ПОДНЯТЬСЯ ДО СИМВОЛОВ

Диплом училища обязывал отработать школьным учителем в глубинке. Тут Агеев стал свидетелем склок педагогического коллектива за классное руководство, учебные часы и ставки в ущерб обучению, воспитанию детей, которых было искренне жаль. Сменив несколько сельских школ, ему удалось вернуться в журнал «Капкан» и рисовать в счастливом упоении буквально сутки напролет.
– За уши было меня не оттащить от работы, – говорит художник, – любил карикатуру больше хлеба, женщин и денег.

В книжном издательстве он едва успевал выполнять заказы во всех жанрах, от сатиры до высокой эпики. Так незаметно оттачивалось «рукомесло», индивидуальная манера, стиль и художественно­пластический язык в русле так любимой местными редакторами академической школы фигуративной живописи и графики, весьма далекой от своеобразного совершенства чувашского народного искусства, сохранившегося в артефактах.

В. Агеев ясно понимал, что необходимо как­то подниматься до интеллектуальных достижений предков, умевших обозначать в изображениях даже философские категории. Например, добро и зло трактовались белым и черным цветами. Оттенки строго определенных цветов солнечного спектра от подола девичьей чувашской рубахи до купола тухъи (головного убора) были границами земли и неба, знаками­оберегами в освоенном мире, архетипами духовной жизни.
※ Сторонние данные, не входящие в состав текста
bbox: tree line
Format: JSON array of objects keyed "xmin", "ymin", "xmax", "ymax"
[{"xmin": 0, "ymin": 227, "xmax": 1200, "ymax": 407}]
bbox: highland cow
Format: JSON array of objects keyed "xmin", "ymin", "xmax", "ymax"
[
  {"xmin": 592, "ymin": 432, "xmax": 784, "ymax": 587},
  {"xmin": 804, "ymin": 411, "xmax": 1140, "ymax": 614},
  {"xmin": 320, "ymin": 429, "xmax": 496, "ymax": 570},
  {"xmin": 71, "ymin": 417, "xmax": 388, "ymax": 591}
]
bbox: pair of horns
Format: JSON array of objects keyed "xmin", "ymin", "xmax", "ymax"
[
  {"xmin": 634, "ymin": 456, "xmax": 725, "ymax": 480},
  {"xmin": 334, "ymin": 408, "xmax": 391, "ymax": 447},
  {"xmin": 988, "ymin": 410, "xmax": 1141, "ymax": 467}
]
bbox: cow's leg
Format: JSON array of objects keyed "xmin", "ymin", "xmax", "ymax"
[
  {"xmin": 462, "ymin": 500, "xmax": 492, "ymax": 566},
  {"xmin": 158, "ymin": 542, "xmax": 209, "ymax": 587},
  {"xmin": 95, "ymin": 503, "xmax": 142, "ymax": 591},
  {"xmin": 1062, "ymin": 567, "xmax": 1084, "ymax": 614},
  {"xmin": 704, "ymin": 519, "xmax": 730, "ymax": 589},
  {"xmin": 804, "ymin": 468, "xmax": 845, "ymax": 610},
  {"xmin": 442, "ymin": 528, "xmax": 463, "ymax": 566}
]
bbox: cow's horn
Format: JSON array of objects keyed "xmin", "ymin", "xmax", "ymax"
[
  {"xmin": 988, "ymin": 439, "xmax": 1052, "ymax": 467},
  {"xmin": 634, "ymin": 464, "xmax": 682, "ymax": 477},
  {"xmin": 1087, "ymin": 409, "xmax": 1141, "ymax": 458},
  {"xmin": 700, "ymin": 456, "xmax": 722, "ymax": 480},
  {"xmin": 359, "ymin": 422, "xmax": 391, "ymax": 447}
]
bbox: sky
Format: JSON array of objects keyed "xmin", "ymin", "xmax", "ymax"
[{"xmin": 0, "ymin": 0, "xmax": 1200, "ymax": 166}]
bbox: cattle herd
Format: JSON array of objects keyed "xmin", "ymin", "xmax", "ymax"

В символике узорчатых рун национального костюма были зашифрованы тайны древнего обрядоверия, фольклорно­мифологические представления, а также злободневные сообщения, по изящной графичности сравнимые с рельефными украшениями на сосудах Месопотамии и Древнего Египта. Было очевидно первородное единство «узоров письма» с восточными иероглифами.

РОДНЫЕ ПЕГАСЫ

Философская графика В. Агеева целиком выросла из чисто национальных аллюзий и ассоциаций. Уникальная ювелирность, бесконечное разнообразие фактуры вызывают ответные чувства восторга и удивления: даже едва заметный, затерявшийся в общей структуре холста, ватмана или торшона элемент рисунка дышит мощью искренней любви художника к некогда родной и единой для нас флоре и фауне. Люди и звери, боги и демоны, киремети и сатиры, пегасы и кентавры оживают под рукой Агеева, преломляясь на особый, чувашский лад.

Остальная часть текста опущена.